To assemble a large data set of HHV-6 genomes, we performed targeted-enrichment Illumina sequencing of 33 heart disease patients confirmed to be carriers of iciHHV6, as well as 25 iciHHV-6 genomes from a preeclampsia study that include mothers, fathers, and their children. iciHHV-6 status was confirmed for samples in this study by identifying a 1:1 ratio of HHV6 genomes to a housekeeping gene through qPCR. In addition, we mined the NCBI SRA to identify seven novel iciHHV-6 sequences in human genome data. To these new sequences, we added 196 publicly available HHV-6 and iciHHV-6 genome sequences that were previously published in 11 papers (table 1).

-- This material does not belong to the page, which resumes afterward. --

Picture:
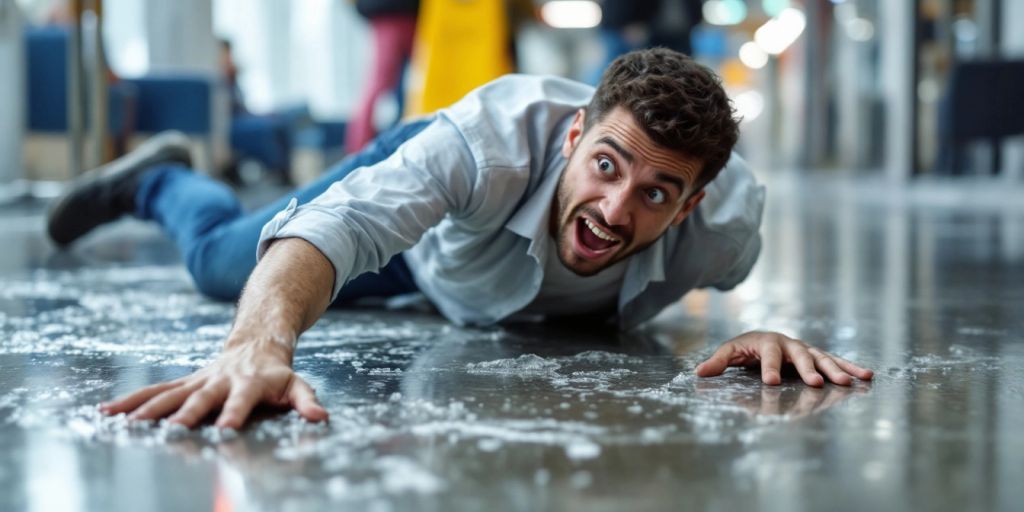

To identify iciHHV-6 sequences in the SRA database, we developed a strategy to circumvent the prohibitively long download and search time it would take to examine thousands of records. First, we downloaded a list of 213,740 SRA accession numbers (chosen using NCBI Entrez; filtering for publicly accessible human DNA records). We then used a custom python script to web-scrape information from the SRA browser for each record. Specifically, we wanted to identify records for which a basic taxonomic assignment for the reads had been performed by NCBI’s in-house algorithm, the SRA Taxonomy Analysis Tool. The taxonomy information was not available for the majority of records. In cases where the analysis results were available, we considered any records where reads were tagged as “Roseolovirus.” To minimize the detection of false positives, we calculated an approximate read coverage for reads tagged as HHV-6 to compare with the coverage of human reads. In the cases of true iciHHV-6, we would expect a 1:2 ratio, but we examined all hits with a ratio between 1 and 10 to avoid false negatives since both the taxonomic analysis and initial sequencing are inexact procedures.

According to the above-described criteria, we downloaded a list of 97 records for mapping to an HHV-6A or HHV-6B reference genome and eliminated low-coverage records. After consolidating any of the remaining records that corresponded to the same sample (e.g., multiple runs), and excluding previously identified iciHHV-6 samples, we were left with a list of seven undescribed iciHHV-6 sequences that could be assembled into near full-length genomes, which was performed using SPAdes (Nurk et al. 2013).

Sample Collection, NGS Sequencing, and Phylogenetics

Patients in the heart disease cohort underwent a first endomyocardial biopsy (EMB) at the Institut Kardiale Diagnostik und Therapie in Berlin after excluding coronary artery disease. All patients presented with unexplained clinical symptoms of heart failure including fatigue, weakness, chest pain at rest or on exertion, dyspnea on exertion, palpitations and reduced physical capacity, and clinically suspected myocarditis or idiopathic dilated cardiomyopathy. All patients gave written informed consent for biopsy-based and genetic analyses to determine the underlying cause of the disease. The protocol was approved by the local medical ethics committee from the Charitè University Hospital Berlin, Germany. They underwent EMB and right heart catheterization in a standardized manner as previously described (Kühl et al. 2008).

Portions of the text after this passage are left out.